Advocate recovered payment of £10K in just 2 days after more than 2 months of our client’s fruitless chasing. The client is a subsidiary of a much larger company that began trading 30 years ago. Based in Essex they design/install professional HVAC (heating, ventilation, air conditioning) and electrical systems. Their customers include national restaurant chains and bespoke home builders. The debtor and our target subject primarily provide architectural design and planning services for exclusive residential developments. Our client had been contracted to do HVAC works on a building owned by the debtor. With practical completion achieved and the defects notification period (30 days) expired the £10K retention was invoiced.
The debtor communicated, albeit without much substance as the invoice approached 6 weeks overdue.
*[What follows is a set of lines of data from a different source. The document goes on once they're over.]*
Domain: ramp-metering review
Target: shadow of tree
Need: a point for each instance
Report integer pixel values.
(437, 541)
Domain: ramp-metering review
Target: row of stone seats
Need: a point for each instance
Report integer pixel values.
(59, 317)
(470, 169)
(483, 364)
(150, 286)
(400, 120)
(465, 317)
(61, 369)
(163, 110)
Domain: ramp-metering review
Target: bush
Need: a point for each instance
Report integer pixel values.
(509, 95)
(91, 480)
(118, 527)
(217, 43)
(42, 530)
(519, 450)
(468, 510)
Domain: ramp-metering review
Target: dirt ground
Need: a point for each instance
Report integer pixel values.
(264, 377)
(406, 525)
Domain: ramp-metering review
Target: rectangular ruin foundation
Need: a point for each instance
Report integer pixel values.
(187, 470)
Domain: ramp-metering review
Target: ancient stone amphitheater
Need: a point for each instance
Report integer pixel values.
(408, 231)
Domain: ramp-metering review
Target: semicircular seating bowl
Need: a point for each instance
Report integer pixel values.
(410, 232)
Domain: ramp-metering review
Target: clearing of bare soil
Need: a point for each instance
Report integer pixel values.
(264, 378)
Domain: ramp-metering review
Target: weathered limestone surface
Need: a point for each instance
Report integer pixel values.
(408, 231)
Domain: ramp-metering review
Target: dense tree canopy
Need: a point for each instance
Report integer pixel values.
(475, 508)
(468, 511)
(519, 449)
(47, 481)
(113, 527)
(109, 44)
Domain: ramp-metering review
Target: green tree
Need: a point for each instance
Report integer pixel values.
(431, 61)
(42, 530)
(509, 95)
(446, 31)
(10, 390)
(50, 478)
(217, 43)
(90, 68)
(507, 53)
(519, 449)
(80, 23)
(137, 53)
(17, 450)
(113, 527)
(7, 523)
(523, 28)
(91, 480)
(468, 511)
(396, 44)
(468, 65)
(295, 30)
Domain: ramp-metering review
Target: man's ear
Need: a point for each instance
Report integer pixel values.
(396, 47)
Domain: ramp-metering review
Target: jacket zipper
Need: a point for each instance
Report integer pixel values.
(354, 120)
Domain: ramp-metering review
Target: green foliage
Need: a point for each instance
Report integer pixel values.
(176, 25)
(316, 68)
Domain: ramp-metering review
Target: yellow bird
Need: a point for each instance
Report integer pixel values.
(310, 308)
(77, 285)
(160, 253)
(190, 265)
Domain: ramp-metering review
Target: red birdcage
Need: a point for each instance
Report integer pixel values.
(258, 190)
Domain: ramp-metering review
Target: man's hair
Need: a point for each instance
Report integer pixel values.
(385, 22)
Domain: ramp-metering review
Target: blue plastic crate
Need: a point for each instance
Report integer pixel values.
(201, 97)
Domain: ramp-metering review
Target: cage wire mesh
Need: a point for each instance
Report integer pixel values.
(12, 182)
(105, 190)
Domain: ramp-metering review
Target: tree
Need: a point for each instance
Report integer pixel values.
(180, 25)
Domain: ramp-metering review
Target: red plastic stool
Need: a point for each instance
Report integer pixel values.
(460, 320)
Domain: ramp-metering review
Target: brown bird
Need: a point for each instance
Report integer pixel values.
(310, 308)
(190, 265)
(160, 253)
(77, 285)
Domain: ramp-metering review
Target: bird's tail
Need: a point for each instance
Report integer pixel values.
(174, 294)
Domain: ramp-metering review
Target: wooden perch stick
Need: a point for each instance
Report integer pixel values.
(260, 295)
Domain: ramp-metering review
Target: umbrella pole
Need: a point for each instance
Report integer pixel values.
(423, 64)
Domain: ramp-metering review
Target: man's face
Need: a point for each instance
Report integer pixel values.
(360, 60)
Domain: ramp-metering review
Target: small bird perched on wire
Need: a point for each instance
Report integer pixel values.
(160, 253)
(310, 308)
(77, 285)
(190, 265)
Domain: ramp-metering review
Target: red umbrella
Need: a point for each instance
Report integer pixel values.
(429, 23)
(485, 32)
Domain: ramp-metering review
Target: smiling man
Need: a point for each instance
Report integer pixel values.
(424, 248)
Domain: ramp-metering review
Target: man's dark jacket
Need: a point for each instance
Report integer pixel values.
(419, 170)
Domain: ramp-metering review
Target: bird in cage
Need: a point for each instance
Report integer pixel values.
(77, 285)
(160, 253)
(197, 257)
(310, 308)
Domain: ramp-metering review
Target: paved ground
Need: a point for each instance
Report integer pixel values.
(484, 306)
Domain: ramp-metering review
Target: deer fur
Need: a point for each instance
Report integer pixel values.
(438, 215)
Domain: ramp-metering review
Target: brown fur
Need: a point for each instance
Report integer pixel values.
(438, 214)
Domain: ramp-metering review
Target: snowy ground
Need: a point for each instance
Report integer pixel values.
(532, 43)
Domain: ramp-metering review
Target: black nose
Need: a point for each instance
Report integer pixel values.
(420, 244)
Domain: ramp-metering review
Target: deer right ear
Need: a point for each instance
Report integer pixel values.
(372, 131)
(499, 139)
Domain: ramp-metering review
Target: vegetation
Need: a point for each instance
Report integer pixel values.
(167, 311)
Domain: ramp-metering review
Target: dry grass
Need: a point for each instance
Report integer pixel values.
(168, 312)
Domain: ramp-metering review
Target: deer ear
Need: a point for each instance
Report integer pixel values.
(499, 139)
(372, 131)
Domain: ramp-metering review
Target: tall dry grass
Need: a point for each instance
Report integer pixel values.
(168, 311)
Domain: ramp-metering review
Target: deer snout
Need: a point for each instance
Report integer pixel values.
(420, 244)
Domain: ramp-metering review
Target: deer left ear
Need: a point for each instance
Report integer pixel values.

Our client works with a number of architects, and based on that previous experience typically expected payment around week 8. When emails started being ignored and phone calls went straight to voicemail in week 7, the client gave a deadline for payment and warned of third-party intervention. Naturally, the debtor would later deny they had been avoiding our client. As the sole debt recovery partner to this particular client for over 4 years, Advocate were instructed minutes after the high noon deadline expired.
Tactical Dispute Resolution
Upon instruction of a third party, it is not uncommon for the debtor to raise a tactical dispute. It is tactical because there is no legal basis behind it, and serves only as an attempt to justify recent behaviour with a view to delaying payment further. With decades of commercial experience behind them, our client has a default contract clause mandating disputes be raised within 7 days of tax point. The invoices also carry this narrative. The HVAC works had been completed 3 months ago and the defects period expired 2 months ago. A dispute raised now to justify late payment would be highly suspect. The time frame for raising disputes varies between industries and requires a degree of common sense to be applied. It is quicker to check a shipment of 5 apples than it is to reconcile a courier charges invoice involving 500 addresses. But we digress!
On receipt of communication from Advocate Debt Recovery, the debtor did raise a dispute wanting to make sure the labour charges (detailed as deducted on the invoice) had been deducted. Confirmation of the invoice content was swiftly provided. On day 2 of Advocate’s instruction, the debtor turned to avoiding the statutory late payment charges and recovery costs. The high noon deadline email was forward to Advocate by the debtor claiming they hadn’t been aware of it! With a polite rebuttal in hand, the payment was made. We instruct debtors to make payment to Advocate’s account to save the client the additional nuisance of forwarding our fees. Having already waited 2 months, our client was inconvenienced further when the full £10K and Advocate’s fees arrived directly in to their bank account on day 2 of our action. Accounting protocol required Advocate to invoice the client for the fees received. In a period of 6 hours, the client raised a purchase order, approved the invoice and forward payment to Advocate before the file was closed. Arranging payment of our fees so quickly for a company of that magnitude underlines the corporate efficiency and excellence our client prides themselves in. This was another successful case for the client and Advocate.